Há evidência, baseada
em múltiplos estudos longitudinais, que os adolescentes beneficiam em serem
educados segundo um modelo com autoridade, que se associa a melhores resultados
psicossociais, torna mais fácil o processo de autonomização, permite melhores
resultados escolares, uma autoestima e saúde mental mais estáveis e positivas.

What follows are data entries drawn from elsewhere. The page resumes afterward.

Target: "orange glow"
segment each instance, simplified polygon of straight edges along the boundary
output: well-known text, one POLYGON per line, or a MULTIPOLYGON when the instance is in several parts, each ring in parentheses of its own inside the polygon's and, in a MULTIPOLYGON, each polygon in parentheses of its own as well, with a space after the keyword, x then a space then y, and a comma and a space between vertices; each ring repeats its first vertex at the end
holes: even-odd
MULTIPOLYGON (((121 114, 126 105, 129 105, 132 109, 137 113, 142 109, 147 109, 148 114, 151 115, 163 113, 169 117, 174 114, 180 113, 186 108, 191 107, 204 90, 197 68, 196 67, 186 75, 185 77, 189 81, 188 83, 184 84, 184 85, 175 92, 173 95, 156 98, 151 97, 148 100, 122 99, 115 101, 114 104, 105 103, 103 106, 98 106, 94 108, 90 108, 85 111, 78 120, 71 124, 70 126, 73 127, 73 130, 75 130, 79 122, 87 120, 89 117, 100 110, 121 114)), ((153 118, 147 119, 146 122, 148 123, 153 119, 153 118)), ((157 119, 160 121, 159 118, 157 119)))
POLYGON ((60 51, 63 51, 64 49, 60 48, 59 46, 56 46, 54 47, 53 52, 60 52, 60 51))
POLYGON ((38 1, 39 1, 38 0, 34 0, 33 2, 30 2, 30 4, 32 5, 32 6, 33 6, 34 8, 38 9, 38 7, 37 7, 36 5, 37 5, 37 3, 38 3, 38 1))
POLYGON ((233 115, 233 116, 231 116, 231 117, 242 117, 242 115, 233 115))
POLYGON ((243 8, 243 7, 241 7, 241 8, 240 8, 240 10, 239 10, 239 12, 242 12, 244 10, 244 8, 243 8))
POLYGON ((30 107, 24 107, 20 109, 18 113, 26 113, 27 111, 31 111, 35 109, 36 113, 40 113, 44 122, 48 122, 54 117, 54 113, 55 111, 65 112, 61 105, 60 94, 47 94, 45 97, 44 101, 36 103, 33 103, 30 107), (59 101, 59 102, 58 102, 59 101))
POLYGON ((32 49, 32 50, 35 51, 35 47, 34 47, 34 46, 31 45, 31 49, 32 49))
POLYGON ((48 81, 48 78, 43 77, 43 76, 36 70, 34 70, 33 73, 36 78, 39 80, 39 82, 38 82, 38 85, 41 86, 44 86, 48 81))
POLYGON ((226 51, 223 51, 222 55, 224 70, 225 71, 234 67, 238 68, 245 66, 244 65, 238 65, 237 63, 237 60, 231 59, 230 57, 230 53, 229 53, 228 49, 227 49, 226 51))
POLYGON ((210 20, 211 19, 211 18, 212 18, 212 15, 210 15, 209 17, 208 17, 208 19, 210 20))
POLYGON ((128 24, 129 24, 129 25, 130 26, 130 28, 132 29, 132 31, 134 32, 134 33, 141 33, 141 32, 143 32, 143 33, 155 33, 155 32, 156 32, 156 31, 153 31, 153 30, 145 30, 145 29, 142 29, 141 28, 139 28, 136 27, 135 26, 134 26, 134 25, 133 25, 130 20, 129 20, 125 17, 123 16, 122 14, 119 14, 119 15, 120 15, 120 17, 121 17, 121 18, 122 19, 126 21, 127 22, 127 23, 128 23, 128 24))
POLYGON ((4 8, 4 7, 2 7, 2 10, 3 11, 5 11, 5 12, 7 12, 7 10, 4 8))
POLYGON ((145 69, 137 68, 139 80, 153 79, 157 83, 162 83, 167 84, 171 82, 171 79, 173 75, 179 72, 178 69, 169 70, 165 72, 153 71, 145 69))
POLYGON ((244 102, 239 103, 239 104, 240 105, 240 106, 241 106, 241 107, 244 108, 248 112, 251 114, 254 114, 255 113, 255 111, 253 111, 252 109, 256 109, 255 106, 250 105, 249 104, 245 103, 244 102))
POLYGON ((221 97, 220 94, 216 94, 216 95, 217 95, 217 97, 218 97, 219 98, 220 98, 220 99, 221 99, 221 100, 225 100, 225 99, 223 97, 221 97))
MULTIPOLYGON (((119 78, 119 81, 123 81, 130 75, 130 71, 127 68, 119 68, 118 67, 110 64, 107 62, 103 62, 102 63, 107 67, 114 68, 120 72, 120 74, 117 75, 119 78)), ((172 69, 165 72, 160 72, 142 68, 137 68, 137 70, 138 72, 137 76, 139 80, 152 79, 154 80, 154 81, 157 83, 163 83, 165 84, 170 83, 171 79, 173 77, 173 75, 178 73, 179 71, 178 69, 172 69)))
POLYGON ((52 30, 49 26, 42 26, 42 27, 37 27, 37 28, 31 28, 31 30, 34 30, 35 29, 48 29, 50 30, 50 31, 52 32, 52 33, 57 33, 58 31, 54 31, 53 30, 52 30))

Adolescentes educados segundo este modelo revelaram resultados mais positivos
em todos os indicadores psicológicos de saúde estudados.
Tudo indica também que
os pais cujo estilo educacional predominante é o ‘com autoridade’ têm
expectativas mais adequadas face ao adolescente e encorajam-no a desenvolver as
suas próprias opiniões, colocando-o assim em melhor posição para uma real
autonomia psicológica. No outro extremo, os adolescentes que tenham
experienciado modelos parentais desligados, inconsistentes e ativa ou
passivamente hostis estão no máximo de risco para problemas escolares,
comportamentos problemáticos, consumo de álcool e outras drogas, delinquência e
funcionamento psicológico global mais precário.
Ao conduzirmos a
entrevista clínica em Medicina do Adolescente tentamos sempre perceber com quem
é que o adolescente vive, como são as relações no seio da família, se existem
relações particularmente conflituosas, quem é a pessoa de referência. De seguida,
procede-se à delineação do problema, análise das soluções já tentadas,
definição da mudança concreta a efetuar e formulação e aplicação de um plano
para obter a mudança.
Em termos de prevenção
primária, temos essencialmente dois objetivos: ajudar a família a entrar numa
fase nova do ciclo de vida e ajudar o adolescente a realizar as tarefas da
adolescência.
Na prevenção
secundária, temos como objetivos fazer a deteção precoce de quadros
psicopatológicos e proceder a um encaminhamento e seguimento adequados.
É um desafio para os
cuidados de saúde sermos capazes de construir um modelo mais flexível e
maleável em que o relacionamento com a equipa seja construído em função das
necessidades reais do adolescente e da família. Urge descobrir abordagens
inovadoras que nos permitam ir ao encontro das reais necessidades das famílias.